G' = the centroid of NaNbNc
Ga, Gb, Gc = the reflections of of G' in NbNc, NcNa, NaNb, resp.
ABC, GaGbGc are perspective.
[Ercole Suppa]
The perspector of ABC, GaGbGc is the point
X = X(8)X(31870) ∩ X(9)X(5886)
= (a^5+2 a^4 b-3 a^3 b^2-3 a^2 b^3+2 a b^4+b^5-a^4 c-3 a^3 b c+4 a^2 b^2 c-3 a b^3 c-b^4 c-2 a^3 c^2-3 a^2 b c^2-3 a b^2 c^2-2 b^3 c^2+2 a^2 c^3+3 a b c^3+2 b^2 c^3+a c^4+b c^4-c^5) (a^5-a^4 b-2 a^3 b^2+2 a^2 b^3+a b^4-b^5+2 a^4 c-3 a^3 b c-3 a^2 b^2 c+3 a b^3 c+b^4 c-3 a^3 c^2+4 a^2 b c^2-3 a b^2 c^2+2 b^3 c^2-3 a^2 c^3-3 a b c^3-2 b^2 c^3+2 a c^4-b c^4+c^5) : : (barys)
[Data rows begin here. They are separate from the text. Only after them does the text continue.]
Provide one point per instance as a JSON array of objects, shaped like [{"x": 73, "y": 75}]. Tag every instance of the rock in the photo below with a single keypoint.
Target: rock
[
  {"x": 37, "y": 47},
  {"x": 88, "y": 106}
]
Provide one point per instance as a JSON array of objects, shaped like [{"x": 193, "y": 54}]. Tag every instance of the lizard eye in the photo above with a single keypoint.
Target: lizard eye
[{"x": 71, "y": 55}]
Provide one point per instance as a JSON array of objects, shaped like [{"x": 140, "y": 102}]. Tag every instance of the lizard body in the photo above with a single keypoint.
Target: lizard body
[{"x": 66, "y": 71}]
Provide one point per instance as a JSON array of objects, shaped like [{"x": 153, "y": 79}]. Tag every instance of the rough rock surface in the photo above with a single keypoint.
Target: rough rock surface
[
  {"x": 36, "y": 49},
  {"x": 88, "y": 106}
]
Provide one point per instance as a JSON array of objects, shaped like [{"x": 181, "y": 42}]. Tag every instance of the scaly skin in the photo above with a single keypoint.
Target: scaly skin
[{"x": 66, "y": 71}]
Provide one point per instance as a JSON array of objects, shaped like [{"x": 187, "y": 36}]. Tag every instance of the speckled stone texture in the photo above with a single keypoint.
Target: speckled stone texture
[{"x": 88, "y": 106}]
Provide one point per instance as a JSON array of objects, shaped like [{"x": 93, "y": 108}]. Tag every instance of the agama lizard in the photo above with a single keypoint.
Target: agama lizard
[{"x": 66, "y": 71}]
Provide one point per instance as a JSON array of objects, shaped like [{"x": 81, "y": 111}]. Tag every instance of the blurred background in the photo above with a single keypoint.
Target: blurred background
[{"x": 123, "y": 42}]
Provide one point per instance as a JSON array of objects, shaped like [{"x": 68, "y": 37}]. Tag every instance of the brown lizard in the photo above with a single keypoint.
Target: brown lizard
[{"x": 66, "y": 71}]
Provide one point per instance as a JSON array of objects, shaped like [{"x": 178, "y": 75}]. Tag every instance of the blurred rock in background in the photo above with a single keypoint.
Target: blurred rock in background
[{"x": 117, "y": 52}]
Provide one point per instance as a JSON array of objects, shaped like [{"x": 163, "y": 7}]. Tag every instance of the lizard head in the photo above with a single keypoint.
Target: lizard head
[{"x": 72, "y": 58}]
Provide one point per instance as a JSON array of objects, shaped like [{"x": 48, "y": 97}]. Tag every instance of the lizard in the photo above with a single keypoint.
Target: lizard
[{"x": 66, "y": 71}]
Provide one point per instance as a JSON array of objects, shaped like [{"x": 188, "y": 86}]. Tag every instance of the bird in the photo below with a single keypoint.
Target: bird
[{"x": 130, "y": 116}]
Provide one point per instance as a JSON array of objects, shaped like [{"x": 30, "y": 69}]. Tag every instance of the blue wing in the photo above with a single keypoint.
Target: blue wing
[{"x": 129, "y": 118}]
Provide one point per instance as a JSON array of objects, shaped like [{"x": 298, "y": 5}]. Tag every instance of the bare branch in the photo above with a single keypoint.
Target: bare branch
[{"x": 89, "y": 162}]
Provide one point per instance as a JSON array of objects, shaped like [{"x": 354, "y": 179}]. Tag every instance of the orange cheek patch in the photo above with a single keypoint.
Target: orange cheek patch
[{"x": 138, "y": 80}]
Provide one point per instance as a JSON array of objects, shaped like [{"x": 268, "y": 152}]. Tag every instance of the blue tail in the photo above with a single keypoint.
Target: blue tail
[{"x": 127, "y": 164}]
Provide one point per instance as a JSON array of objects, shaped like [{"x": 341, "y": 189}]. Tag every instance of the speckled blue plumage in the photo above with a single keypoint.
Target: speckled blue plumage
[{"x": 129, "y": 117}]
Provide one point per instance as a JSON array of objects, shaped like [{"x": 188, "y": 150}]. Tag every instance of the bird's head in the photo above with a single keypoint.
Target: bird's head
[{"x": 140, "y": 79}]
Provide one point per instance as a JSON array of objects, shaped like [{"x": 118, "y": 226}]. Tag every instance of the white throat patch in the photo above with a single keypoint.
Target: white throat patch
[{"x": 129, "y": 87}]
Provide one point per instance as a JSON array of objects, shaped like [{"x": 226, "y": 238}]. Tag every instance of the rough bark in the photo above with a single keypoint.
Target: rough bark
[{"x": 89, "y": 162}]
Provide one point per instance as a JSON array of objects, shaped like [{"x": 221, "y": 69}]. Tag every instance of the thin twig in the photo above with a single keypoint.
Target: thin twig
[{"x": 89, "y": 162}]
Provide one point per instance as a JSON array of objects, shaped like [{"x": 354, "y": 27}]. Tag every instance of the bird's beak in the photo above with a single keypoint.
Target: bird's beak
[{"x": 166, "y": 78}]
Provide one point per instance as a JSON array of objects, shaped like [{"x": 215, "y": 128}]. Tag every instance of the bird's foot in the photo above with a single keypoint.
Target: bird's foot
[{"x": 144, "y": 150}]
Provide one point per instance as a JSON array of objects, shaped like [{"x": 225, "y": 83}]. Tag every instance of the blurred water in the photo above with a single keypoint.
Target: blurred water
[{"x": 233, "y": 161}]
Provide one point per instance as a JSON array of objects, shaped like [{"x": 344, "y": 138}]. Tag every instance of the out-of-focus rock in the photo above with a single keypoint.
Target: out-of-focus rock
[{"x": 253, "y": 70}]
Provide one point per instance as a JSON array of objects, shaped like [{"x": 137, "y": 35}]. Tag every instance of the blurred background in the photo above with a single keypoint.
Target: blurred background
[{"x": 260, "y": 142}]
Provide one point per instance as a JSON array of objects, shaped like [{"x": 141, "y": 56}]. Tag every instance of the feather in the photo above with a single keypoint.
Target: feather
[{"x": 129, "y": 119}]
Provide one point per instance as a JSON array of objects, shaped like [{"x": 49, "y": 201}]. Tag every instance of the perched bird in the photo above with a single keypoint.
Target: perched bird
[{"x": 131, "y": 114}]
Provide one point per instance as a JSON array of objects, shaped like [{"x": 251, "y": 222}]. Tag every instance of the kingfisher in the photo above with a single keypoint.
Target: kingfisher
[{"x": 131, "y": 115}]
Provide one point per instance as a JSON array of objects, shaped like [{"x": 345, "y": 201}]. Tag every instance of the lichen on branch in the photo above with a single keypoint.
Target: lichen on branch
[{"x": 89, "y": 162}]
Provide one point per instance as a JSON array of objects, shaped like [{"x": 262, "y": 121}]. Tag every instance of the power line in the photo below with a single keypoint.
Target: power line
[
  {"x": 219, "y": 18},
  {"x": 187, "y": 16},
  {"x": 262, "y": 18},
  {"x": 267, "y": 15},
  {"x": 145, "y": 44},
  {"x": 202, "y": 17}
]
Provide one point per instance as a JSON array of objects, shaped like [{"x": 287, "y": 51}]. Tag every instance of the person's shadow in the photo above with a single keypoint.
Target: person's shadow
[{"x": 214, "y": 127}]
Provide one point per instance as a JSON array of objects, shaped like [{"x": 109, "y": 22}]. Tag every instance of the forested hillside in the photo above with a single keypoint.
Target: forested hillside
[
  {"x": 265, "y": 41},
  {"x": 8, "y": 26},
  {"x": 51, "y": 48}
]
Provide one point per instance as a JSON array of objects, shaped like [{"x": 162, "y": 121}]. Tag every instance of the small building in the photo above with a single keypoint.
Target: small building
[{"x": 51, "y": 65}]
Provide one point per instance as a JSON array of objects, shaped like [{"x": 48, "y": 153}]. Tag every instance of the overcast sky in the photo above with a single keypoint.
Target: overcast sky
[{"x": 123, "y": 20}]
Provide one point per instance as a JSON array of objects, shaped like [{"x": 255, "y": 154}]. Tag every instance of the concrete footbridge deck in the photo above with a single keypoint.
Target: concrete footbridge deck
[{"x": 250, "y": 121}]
= lies on the Feuerbach circumhyperbola and these lines: {8,31870}, {9,5886}, {21,13464}, {79,12675}, {90,11522}, {946,1156}, {1537,3065}, {4866,30315}, {5551,10806}, {5665,18990}, {5715,33576}, {5882,17097}, {6596,19907}, {7317,10597}, {7319,26332}, {11496,15446}, {11604,12757}
= isogonal conjugate of X*
= (6-9-13) search numbers [-0.7839722700258233846, -0.8713748285930834830, 4.6057573340222784612]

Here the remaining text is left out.